Question about the evaluation
Hi, thank you for your great work!
I tried to test the model that you released! But I found the evaluation results are different from the LLaVA repo.
I evaludated the POPE benchmark.
| Model | LLaVA repo | SeVa repo |
|---|---|---|
| LLaVA-1.5 | 85.91 | 86.288 |
| SeVa-7b-diffu500 | 85.10 | 86.719 |
BTW, I found the temperature used in SeVa inference is 1.0. But when I evaluate SeVa with temperature=1.0 in LLaVA repo, also got 85.10.
Have any comments on these? Thank you very much!
Hi xiaodong,
Thanks for your comments.
I guess it is because the version of LLaVA and transformers.
notes:
- In our seva codebase, we adopt transformers 4.31.0.
- In our evaluation using LLaVA codebase (e.g., MMVet), we adopt LLaVA 1.1.3 with transformers 4.31.0.
Hope this could help.
Best,
Thanks a lot. I will try it later!
Hi! Ke,
I have tried to LLaVA 1.1.3 with transformers 4.31.0. I can not reproduce the POPE results in LLaVA evaluation pipeline, following their guidance (https://github.com/haotian-liu/LLaVA/blob/main/docs/Evaluation.md#pope). However, if I use your repo (using the https://github.com/Kevinz-code/SeVa/blob/main/run/eval_pope_diffu500.sh), I can 86.719% POPE result.
There are also some strange things, I found the different LLaVA versions affect the Science-QA performance.
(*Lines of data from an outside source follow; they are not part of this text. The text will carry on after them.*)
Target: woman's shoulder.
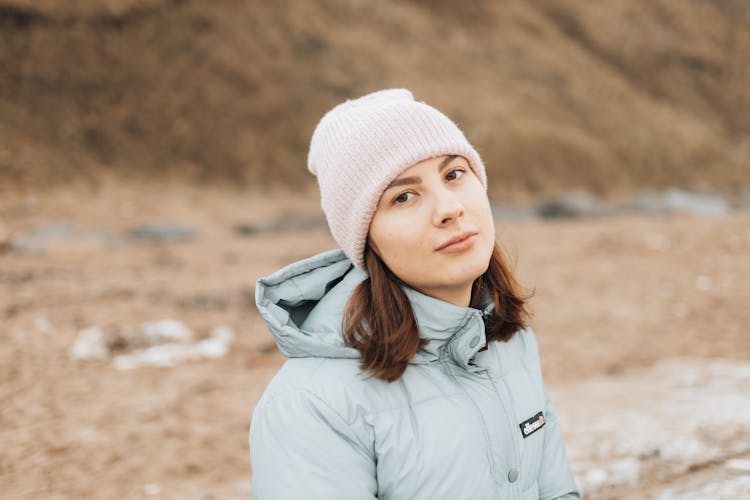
[256,357,387,420]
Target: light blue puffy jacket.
[250,250,579,500]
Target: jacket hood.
[255,249,492,368]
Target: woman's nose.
[433,198,464,226]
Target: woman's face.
[368,156,495,306]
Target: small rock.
[142,319,194,345]
[34,316,54,335]
[536,191,612,219]
[724,458,750,474]
[113,344,199,370]
[143,483,161,496]
[234,215,326,236]
[492,204,536,220]
[127,223,197,243]
[625,188,731,216]
[196,326,234,358]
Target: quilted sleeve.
[250,390,377,500]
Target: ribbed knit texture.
[307,89,487,269]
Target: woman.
[250,89,578,500]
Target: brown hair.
[343,244,531,382]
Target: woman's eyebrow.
[385,155,458,190]
[438,155,458,173]
[386,177,422,189]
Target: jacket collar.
[255,250,492,369]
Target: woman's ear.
[365,236,383,260]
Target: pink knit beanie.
[307,89,487,269]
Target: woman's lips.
[436,233,479,253]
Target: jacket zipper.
[438,353,497,492]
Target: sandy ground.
[0,181,750,498]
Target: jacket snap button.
[508,469,518,483]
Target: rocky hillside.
[0,0,750,198]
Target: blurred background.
[0,0,750,499]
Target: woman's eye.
[393,191,414,205]
[445,168,466,181]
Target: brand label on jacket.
[519,411,544,439]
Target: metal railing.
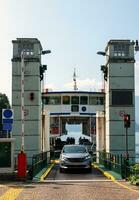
[99,151,139,178]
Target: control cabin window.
[18,43,34,56]
[80,96,88,105]
[112,90,133,106]
[114,44,129,57]
[71,96,79,104]
[71,105,79,112]
[63,96,70,104]
[43,96,61,105]
[89,97,104,105]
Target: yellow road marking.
[113,180,139,193]
[93,163,139,193]
[0,188,23,200]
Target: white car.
[60,145,92,172]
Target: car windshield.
[63,145,87,153]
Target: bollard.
[17,151,27,178]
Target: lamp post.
[21,51,25,152]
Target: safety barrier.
[99,151,139,178]
[28,151,50,179]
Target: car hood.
[62,153,89,158]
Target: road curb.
[40,162,55,182]
[92,163,116,181]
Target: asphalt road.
[0,165,139,200]
[46,165,107,181]
[0,180,139,200]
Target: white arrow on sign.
[119,111,125,117]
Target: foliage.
[0,93,11,131]
[128,164,139,185]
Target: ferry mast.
[73,68,78,91]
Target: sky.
[0,0,139,100]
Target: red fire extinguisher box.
[18,152,27,178]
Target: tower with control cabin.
[102,40,135,157]
[12,38,42,164]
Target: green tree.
[0,93,11,132]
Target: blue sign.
[3,124,12,131]
[2,119,13,124]
[2,109,13,124]
[3,109,13,118]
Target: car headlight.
[61,155,67,161]
[85,155,91,160]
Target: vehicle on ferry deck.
[60,145,92,172]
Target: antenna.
[73,68,78,91]
[135,40,139,51]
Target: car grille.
[68,158,84,162]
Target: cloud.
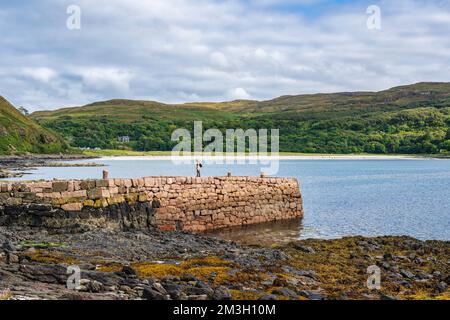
[0,0,450,110]
[229,88,251,100]
[19,67,57,83]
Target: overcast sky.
[0,0,450,111]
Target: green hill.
[32,83,450,154]
[0,96,67,154]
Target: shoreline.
[0,226,450,301]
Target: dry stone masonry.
[0,177,303,232]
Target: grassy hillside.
[0,96,67,154]
[32,83,450,154]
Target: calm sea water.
[4,159,450,240]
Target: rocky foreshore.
[0,154,99,179]
[0,227,450,300]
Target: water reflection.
[206,218,303,246]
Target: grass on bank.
[82,149,445,158]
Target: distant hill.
[0,96,67,154]
[32,83,450,154]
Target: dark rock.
[142,288,169,300]
[293,243,316,253]
[436,282,448,293]
[2,240,17,252]
[6,252,19,263]
[383,253,394,260]
[122,266,137,276]
[19,264,67,285]
[86,280,103,293]
[380,294,398,301]
[187,294,208,300]
[181,273,198,282]
[258,294,277,301]
[272,288,298,298]
[152,282,167,296]
[184,286,214,296]
[163,283,182,300]
[212,286,231,300]
[299,290,326,300]
[400,269,414,279]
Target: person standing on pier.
[195,160,203,178]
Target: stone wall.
[0,177,303,232]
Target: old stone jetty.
[0,177,303,232]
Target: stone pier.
[0,177,303,232]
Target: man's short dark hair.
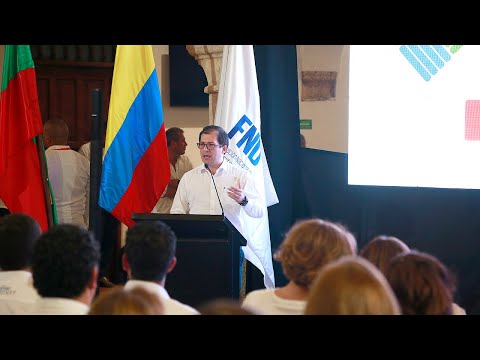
[165,127,183,146]
[198,125,230,146]
[32,224,100,299]
[0,214,42,271]
[125,221,177,281]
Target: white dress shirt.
[125,280,199,315]
[170,160,264,219]
[0,270,39,315]
[152,155,193,214]
[45,145,90,229]
[242,289,307,315]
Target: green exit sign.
[300,119,312,130]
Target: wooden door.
[32,45,113,150]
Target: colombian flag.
[99,45,170,227]
[0,45,48,231]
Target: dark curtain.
[247,45,300,292]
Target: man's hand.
[165,179,180,200]
[227,186,245,203]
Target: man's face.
[200,131,227,168]
[171,134,188,155]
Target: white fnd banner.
[215,45,278,288]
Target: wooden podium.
[132,213,247,307]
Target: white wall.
[297,45,349,153]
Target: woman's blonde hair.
[275,219,356,287]
[360,235,410,275]
[88,287,164,315]
[305,256,401,315]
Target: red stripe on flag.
[112,124,170,227]
[0,140,48,231]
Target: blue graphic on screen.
[400,45,462,81]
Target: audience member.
[32,224,100,315]
[198,298,259,315]
[43,119,90,229]
[243,219,356,315]
[152,127,193,214]
[88,287,164,315]
[305,256,401,315]
[0,214,42,315]
[360,235,410,275]
[122,221,198,315]
[386,251,462,315]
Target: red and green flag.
[0,45,51,231]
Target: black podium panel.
[132,213,246,307]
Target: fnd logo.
[400,45,463,81]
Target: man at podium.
[170,125,266,286]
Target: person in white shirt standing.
[0,214,42,315]
[152,127,193,214]
[43,119,90,229]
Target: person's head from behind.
[32,224,100,305]
[43,118,68,148]
[275,219,355,288]
[386,251,455,315]
[0,214,42,271]
[122,221,177,285]
[197,125,229,168]
[165,127,188,156]
[88,287,164,315]
[360,235,410,275]
[198,298,257,315]
[305,256,401,315]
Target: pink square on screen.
[465,100,480,140]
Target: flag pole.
[34,134,56,229]
[89,89,103,244]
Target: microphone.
[205,164,225,216]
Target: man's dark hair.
[32,224,100,299]
[125,221,177,281]
[165,127,183,146]
[198,125,230,146]
[0,214,42,271]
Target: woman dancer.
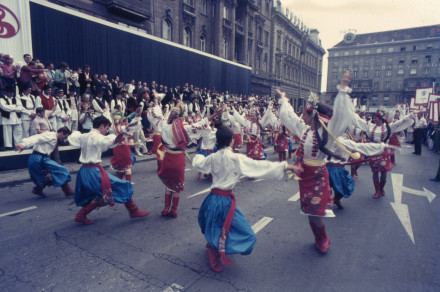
[278,72,354,253]
[148,94,223,218]
[193,126,300,272]
[353,108,419,199]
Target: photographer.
[79,108,95,133]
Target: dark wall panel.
[30,2,251,94]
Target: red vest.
[40,94,55,111]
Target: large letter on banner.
[0,0,32,62]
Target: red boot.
[61,183,75,196]
[379,181,387,196]
[206,247,223,273]
[125,199,150,218]
[75,201,98,225]
[373,182,381,199]
[310,223,330,253]
[162,195,171,216]
[168,197,180,218]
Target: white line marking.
[287,192,299,202]
[0,206,37,217]
[252,217,273,234]
[162,283,183,292]
[187,187,211,199]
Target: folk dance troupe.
[10,72,417,272]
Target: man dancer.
[15,126,73,198]
[69,116,149,225]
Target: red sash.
[82,163,115,206]
[211,188,236,266]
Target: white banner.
[414,87,432,105]
[0,0,32,63]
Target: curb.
[0,149,196,188]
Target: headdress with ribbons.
[305,92,319,116]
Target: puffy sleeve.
[338,137,386,156]
[192,154,213,173]
[20,132,56,148]
[67,131,82,147]
[280,98,308,137]
[235,153,287,180]
[390,113,414,133]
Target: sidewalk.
[0,148,196,188]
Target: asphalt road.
[0,145,440,291]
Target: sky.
[280,0,440,91]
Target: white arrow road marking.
[187,187,211,199]
[0,206,37,217]
[287,192,299,202]
[162,283,183,292]
[390,173,436,244]
[252,217,273,234]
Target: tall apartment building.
[326,25,440,107]
[49,0,325,97]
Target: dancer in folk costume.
[260,102,290,161]
[278,72,354,252]
[68,116,149,224]
[15,127,73,197]
[352,108,418,199]
[193,126,299,272]
[148,94,222,218]
[233,108,266,159]
[347,111,365,179]
[110,111,136,182]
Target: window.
[183,27,191,47]
[162,19,172,41]
[223,38,229,59]
[200,0,208,15]
[200,34,206,52]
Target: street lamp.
[295,31,309,111]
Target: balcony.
[106,0,151,21]
[235,23,244,35]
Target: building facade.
[49,0,325,97]
[326,25,440,108]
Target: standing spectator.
[0,86,23,150]
[37,85,58,131]
[20,85,38,138]
[79,108,95,133]
[32,107,53,134]
[55,88,72,131]
[66,86,78,131]
[413,113,428,155]
[79,65,93,95]
[54,62,70,93]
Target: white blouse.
[280,86,354,160]
[20,132,58,155]
[68,129,116,163]
[353,113,414,143]
[147,105,211,148]
[193,147,287,190]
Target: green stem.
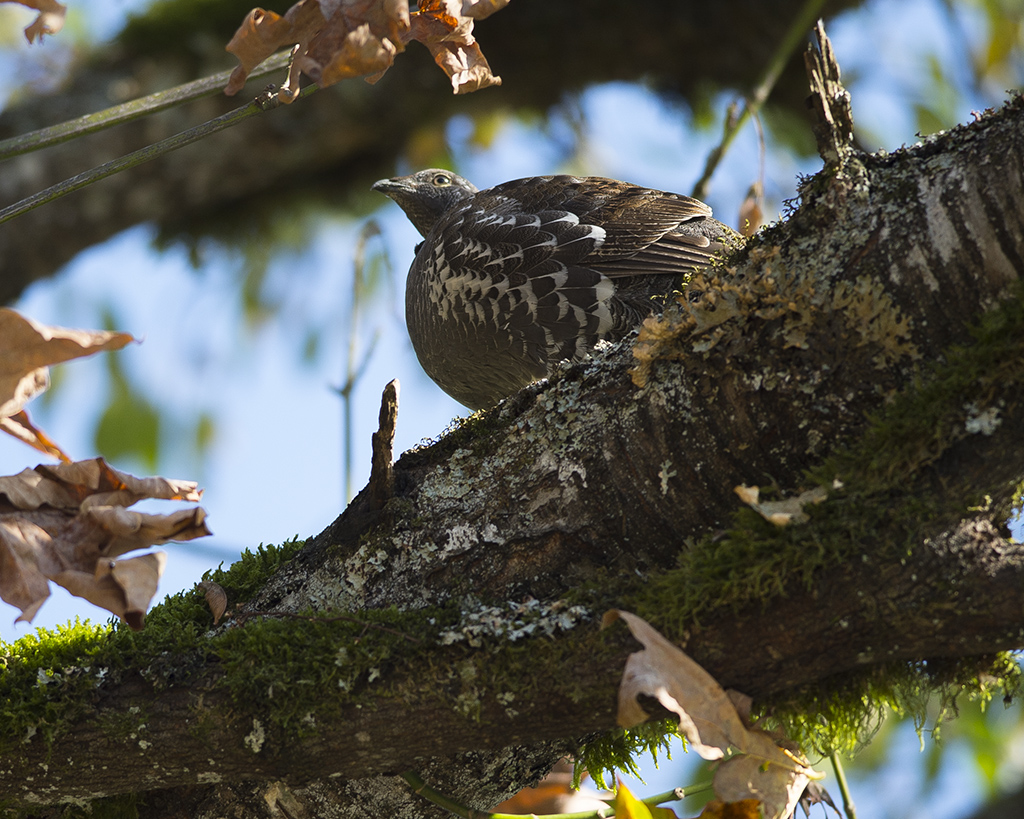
[692,0,825,200]
[0,51,290,162]
[0,85,316,224]
[401,771,712,819]
[828,753,857,819]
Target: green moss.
[0,618,110,750]
[210,609,453,736]
[572,720,681,790]
[0,541,302,749]
[816,286,1024,488]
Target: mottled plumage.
[374,169,735,410]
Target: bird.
[373,168,737,411]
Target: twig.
[0,85,316,224]
[692,0,825,200]
[0,51,290,162]
[828,753,857,819]
[368,379,398,509]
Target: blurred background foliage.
[0,0,1024,819]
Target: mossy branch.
[0,52,289,162]
[0,78,316,224]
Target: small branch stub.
[804,20,853,167]
[370,379,398,509]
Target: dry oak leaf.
[0,307,134,461]
[602,609,822,819]
[224,0,508,102]
[732,484,828,526]
[0,0,68,43]
[0,459,210,629]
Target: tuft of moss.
[572,719,685,790]
[0,541,302,749]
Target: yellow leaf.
[615,781,677,819]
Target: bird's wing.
[475,176,732,277]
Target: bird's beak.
[370,176,409,197]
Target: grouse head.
[373,168,476,238]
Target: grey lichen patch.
[632,246,920,388]
[438,599,595,648]
[831,275,921,370]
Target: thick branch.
[0,0,854,303]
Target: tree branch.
[0,73,1024,816]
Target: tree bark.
[0,60,1024,816]
[0,0,855,303]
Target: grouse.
[373,168,735,410]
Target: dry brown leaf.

If I use the latest transformers==4.37.2, the baseline LLaVA-v1.5 got 69.46%. When transformers==4.31.0, LLaVA-v-1.5 got 67.97%. Hard to say...
I want to know, in your experiments, besides POPE, is it true that other benchmarks' evaluation follows the guidance (https://github.com/haotian-liu/LLaVA/blob/main/docs/Evaluation.md#pope)?
Hi xiaodong,
It is true that the transformers version (4.31 vs 4.37) caused the evaluation mismatch, which we also found during experiment.
Our evaluation pipeline follows the below guidance.
- POPE: we follow the code of https://github.com/opendatalab/HA-DPO/ using transformers 4.31.0, since its repo provide fast inference in POPE
- All other benchmark (e.g., MMBench, SQA, TextVQA, MMVet, etc.): we follow LLaVA official Evaluation guidance using transformers 4.31.0.
So I think the performance mismatch in POPE might derive from environment difference in its two difference repos (e.g., HA-DPO vs LLaVA).
Still, you could conduct experiment using the same transformers version for a better comparison.
Best,
Hi! Ke,
I have tried to LLaVA 1.1.3 with transformers 4.31.0. I can not reproduce the POPE results in LLaVA evaluation pipeline, following their guidance (https://github.com/haotian-liu/LLaVA/blob/main/docs/Evaluation.md#pope). However, if I use your repo (using the https://github.com/Kevinz-code/SeVa/blob/main/run/eval_pope_diffu500.sh), I can 86.719% POPE result.
There are also some strange things, I found the different LLaVA versions affect the Science-QA performance. If I use the latest transformers==4.37.2, the baseline LLaVA-v1.5 got 69.46%. When transformers==4.31.0, LLaVA-v-1.5 got 67.97%. Hard to say...
I want to know, in your experiments, besides POPE, is it true that other benchmarks' evaluation follows the guidance (https://github.com/haotian-liu/LLaVA/blob/main/docs/Evaluation.md#pope)?
Hi, I tried to evaluate the baseline LLaVA-v1.5 under transformers==4.37.2 and transformers==4.31.0, but I got similar results around 69%. Do you mean to change the transformer version directly with 'pip install' or other things?
Thanks you very much
@ppalantir Hi, thanks for your letter.
The version difference are correlated with the llava version.
In our current reproduction, llava is set as 1.1.3 https://github.com/haotian-liu/LLaVA/tree/v1.1.3?tab=readme-ov-file, and the transformer version is 4.31.
Should you use transformer 4.37, you'd better update the llava to 1.2.x (e.g., 1.2.2), which will automatically upgrade transformers to 4.37.
The performance in SQA in our experiments are affected by transformer version, while other benchmarks results such as textvqa are similar.
Best,